Second, I cared more about exact shot placement.
If I needed to lay up short of a bunker, carry a corner or hit to a specific area, the rangefinder made that easier. I started planning a little more instead of just looking at the general number and playing.
I noticed the biggest difference on par 3s.
With GPS, I’m usually looking at front, middle and back. That makes me think about the green as a whole.
With a rangefinder, everything gets more specific. That can be helpful when the pin is accessible or when I feel like I can be more aggressive. It gives me a clear target and helps me commit to the shot.
It can also be dangerous. Sometimes that exact pin number makes you think the flag is the target when the better play is still the middle of the green.
If I could only choose one
If you told me I could only have one (rangefinder or GPS), I would choose the GPS.
For the way most amateur golfers play, I think GPS yardages are more useful more often. The pin is not the target nearly as often as we think it is. The green is the target. Sometimes the safe side of the green is the target.
GPS helps you see that.
A rangefinder gives you precision. GPS gives you context.
The best answer is probably to have both but, if I had to pick one, I would rather have front, middle and back yardages than one exact pin number. I should mention that the Tour V7 Shift is the best rangefinder I have owned. Previously, I had budget rangefinders that took longer, couldn’t find targets as easily and just didn’t have the same ease of use.
The Wingman View made golf simpler for me. The Tour V7 Shift makes it more precise.
Now I’m trying to find the right balance between the two.

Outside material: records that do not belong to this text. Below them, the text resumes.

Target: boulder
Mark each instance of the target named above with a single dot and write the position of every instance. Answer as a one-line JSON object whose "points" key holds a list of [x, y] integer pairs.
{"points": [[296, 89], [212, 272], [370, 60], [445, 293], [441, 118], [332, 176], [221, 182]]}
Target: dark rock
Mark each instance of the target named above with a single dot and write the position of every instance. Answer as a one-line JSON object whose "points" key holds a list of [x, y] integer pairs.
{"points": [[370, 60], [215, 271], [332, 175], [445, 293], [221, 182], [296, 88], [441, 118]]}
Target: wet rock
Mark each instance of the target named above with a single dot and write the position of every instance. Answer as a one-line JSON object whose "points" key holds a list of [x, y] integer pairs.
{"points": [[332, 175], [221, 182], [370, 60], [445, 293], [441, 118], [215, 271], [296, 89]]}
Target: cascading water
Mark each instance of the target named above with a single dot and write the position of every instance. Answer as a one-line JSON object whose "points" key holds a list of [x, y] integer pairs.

Anybody else with me on this or are you completely the opposite? Do you trust the rangefinder more than GPS, or has GPS changed the way you play?
Scott
8 seconds ago
I want to be in the same boat, but I live in Pennsylvania and most courses have some decent elevation changes, so GPS is only 75% accurate. But I totally agree with your assessment that the front/middle/back is better for most games than exact pin yardage. I’d also love to have my phone back in my bag, so I’d need to figure out how to track my score & stats.